Ich vertrete folgende These:
Sprache hat zahlreiche, ja universale Funktionen. Sie auf ihre Vermittlungsfunktion zu reduzieren, stellt eine unzulässige Verkürzung dar.
Zu Begründung gehe ich zunächst auf Salzburgers Seite und denke seine Figur weiter. Dazu nehme ich ein bekanntes Mörike-Gedicht:
"Septembermorgen
Im Nebel ruhet noch die Welt,
Noch träumen Wald und Wiesen:
Bald siehst du, wenn der Schleier fällt,
Den blauen Himmel unverstellt,
Herbstkräftig die gedämpfte Welt
In warmem Golde fließen."
Jetzt streiche ich in diesem Gedicht alles, was keinen unmittelbaren Informationswert hat, ja, was womöglich der Übermittlung sogar hinderlich sein könnte. Dann komme ich zu folgendem Ergebnis:
"Morgens in Waldnähe Nebel, im Tagesverlauf sonnig."
Was ich damit sagen will, ist: Sprache hat keineswegs nur eine kommunikative Qualität (die der Informationsübermittlung), sondern, wie in diesem Beispiel zu sehen, zum Beispiel auch eine ästhetische Qualität. Und die kommt natürlich auch in der äußeren Form zum Ausdruck.
Jene ästhetische Qualität von Sprache (und die ihrer äußeren Form)hat in sozialen Kontexten weit reichende Funktionen. Xare hat ja schon darauf hingewiesen, dass die Beachtung von Regeln gewissermaßen als "sozialer Indikator" dient. Jemandem, der einen fehlerfreien Text liefert, sei es als Geschäftsbrief, als Bewerbungsschreiben, im journalistischen Sektor, bei Buchpublikationen, in der Wissenschaft, unterstellen wir in der Regel bestimmte Eigenschaften: Kenntnis von Regeln, Rücksichtnahme auf den Leser, Sorgfalt, Gewissenhaftigkeit, Genauigkeit im Umgang mit der Sprache, Respekt...
Häufig findet man, und das führt dann zu erheblichen Missverständnissen, dieses Argument im Umkehr - Kurzschluss, etwa so: "Wer Rechtschreibung nicht beherrscht, ist dumm/respektlos!" Das ist natürlich erwiesenermaßen grundfalsch, unzulässig und völlig unhaltbar, manili hat das schon klargestellt.
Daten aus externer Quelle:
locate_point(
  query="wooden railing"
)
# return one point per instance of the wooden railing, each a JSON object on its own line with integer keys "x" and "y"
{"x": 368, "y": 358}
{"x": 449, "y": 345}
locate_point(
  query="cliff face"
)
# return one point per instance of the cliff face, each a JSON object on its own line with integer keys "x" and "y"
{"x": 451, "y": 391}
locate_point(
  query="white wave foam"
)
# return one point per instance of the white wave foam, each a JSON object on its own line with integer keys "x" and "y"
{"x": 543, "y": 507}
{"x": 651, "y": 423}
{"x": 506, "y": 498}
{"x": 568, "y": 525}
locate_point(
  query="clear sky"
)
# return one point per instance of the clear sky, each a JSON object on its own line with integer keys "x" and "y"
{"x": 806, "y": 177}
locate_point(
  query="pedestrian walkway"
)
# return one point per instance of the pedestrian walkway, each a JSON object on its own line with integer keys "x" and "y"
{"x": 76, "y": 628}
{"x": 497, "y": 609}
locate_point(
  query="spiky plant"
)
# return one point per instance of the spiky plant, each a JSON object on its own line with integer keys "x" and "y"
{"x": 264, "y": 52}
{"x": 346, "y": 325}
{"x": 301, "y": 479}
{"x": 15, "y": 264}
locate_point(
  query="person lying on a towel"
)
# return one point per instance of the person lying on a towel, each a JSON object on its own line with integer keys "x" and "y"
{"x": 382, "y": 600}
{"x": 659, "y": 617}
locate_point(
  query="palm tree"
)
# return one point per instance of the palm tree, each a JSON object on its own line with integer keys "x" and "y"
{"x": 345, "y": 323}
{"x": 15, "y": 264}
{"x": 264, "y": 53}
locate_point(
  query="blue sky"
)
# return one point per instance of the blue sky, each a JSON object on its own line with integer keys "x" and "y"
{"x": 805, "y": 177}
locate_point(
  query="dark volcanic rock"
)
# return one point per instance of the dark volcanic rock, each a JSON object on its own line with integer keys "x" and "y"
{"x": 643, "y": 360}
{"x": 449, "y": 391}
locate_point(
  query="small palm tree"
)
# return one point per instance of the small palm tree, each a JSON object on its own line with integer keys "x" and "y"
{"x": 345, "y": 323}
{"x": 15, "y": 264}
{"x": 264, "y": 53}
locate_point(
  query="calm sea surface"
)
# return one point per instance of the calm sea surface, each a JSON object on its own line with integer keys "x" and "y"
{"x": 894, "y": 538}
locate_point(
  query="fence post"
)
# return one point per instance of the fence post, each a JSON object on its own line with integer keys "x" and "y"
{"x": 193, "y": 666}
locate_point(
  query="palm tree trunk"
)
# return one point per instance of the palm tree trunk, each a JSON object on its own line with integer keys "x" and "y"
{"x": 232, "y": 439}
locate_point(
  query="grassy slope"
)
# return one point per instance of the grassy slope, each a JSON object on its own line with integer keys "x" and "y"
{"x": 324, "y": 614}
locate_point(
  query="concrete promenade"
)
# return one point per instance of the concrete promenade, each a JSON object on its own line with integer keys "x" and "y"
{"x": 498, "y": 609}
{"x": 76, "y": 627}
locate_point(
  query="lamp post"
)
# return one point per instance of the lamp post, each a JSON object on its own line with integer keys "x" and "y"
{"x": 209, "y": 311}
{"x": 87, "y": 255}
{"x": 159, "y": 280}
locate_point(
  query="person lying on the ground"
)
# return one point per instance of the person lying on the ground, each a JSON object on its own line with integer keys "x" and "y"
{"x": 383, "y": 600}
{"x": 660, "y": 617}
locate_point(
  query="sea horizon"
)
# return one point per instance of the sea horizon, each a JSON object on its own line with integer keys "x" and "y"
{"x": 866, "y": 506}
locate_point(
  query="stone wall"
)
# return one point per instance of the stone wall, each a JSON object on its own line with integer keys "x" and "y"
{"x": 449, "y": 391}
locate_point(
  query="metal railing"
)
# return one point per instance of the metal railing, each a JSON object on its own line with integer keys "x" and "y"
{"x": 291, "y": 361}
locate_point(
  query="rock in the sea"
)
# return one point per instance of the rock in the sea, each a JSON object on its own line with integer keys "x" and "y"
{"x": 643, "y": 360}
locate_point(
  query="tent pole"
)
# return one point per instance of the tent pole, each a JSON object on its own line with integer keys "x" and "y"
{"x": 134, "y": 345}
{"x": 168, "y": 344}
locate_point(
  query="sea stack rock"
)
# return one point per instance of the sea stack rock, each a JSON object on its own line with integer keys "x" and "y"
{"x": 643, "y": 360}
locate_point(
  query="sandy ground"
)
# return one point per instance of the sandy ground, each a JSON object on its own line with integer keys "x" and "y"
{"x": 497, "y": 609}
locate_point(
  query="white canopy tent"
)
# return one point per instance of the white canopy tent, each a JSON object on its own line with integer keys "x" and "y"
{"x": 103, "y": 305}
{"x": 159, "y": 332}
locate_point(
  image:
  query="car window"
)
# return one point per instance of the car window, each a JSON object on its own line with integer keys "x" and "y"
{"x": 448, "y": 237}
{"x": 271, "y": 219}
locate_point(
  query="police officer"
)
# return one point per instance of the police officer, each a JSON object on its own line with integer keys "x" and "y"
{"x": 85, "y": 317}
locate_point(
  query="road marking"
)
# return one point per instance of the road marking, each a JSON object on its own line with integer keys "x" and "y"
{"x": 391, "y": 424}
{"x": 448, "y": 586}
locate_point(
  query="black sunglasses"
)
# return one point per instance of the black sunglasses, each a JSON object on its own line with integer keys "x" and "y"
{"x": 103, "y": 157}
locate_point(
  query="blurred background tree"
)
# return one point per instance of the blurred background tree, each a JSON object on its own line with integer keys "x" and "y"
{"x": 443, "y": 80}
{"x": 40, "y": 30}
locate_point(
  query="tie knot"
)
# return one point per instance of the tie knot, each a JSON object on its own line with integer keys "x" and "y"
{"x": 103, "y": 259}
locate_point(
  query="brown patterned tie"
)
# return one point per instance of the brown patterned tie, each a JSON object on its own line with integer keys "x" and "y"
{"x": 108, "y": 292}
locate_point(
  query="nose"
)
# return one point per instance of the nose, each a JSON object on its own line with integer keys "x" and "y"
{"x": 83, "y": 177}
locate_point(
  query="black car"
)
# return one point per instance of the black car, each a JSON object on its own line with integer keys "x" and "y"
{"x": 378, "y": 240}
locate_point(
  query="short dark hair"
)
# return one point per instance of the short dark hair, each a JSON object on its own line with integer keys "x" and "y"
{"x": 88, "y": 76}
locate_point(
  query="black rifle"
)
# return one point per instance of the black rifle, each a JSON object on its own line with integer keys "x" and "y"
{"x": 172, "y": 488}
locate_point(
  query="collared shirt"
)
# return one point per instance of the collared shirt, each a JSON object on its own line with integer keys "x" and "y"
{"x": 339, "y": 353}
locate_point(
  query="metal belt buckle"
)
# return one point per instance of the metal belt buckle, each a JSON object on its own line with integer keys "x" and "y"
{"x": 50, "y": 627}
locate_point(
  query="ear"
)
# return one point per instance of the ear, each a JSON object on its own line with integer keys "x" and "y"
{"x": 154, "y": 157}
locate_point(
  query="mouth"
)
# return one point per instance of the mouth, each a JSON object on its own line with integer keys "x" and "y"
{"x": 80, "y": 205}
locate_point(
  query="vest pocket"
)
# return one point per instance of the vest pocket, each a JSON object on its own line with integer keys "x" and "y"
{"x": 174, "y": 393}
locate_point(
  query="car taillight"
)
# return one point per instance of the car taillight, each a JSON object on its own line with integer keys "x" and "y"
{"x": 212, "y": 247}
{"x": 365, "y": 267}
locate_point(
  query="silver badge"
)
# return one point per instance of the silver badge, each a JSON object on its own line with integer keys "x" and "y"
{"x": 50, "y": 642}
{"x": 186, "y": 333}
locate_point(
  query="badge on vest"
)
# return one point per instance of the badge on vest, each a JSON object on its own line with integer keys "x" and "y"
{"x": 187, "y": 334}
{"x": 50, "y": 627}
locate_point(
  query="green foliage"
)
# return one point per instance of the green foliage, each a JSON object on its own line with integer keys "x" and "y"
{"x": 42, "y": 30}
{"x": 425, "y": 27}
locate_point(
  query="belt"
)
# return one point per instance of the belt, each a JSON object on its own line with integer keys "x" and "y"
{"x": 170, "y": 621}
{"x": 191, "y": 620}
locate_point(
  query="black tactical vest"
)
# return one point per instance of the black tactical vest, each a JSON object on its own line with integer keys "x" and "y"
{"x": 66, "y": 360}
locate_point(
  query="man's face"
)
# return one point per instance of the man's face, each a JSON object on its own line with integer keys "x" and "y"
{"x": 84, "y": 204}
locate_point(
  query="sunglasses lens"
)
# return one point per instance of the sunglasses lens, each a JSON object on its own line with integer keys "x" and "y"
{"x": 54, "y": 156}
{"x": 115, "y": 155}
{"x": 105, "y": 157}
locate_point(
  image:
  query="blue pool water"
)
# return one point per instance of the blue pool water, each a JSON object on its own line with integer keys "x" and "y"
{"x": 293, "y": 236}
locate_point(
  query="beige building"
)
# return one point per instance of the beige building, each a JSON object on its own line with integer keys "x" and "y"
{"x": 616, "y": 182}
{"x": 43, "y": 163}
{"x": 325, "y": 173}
Im Sprachunterricht, in der Vermittlung von Sprachkompetenz liegt m. E. eine der wichtigsten Aufgaben institutioneller Pädagogik. Denn dadurch werden Introduktionen in Sprachspiele möglich, und zwar auch für all diejenigen, denen dieser Zugang sonst nicht möglich wäre, sei es aufgrund eines Migrationshintergrundes oder aufgrund häuslicher Verhältnisse. Dass diese Aufgabe, zu der auch das Erlernen inhaltlicher und formaler Regeln zählt, für alle Beteiligten dornig sein kann, liegt auf der Hand. Allerdings scheint die peinlich genaue Beachtung von Schreibregeln in anderen Domänen völlig problemlos möglich zu sein: Kein Mensch klagt darüber, dass eine Email mit nur einem einzigen falschen Zeichen nicht zu verschicken ist. Merkwürdig.
"Sprache ist eine Waffe - haltet sie scharf", hat K. Tucholsky gesagt; ich würde es etwas weniger martialisch formulieren: Ohne Kenntnis von Sprache laufe ich ständig Gefahr, zu verlieren. Kenne und beherrsche ich aber die Waffen und Strategien meiner Gegner, macht mich das sicherer: Meine Sprache macht mich mündig.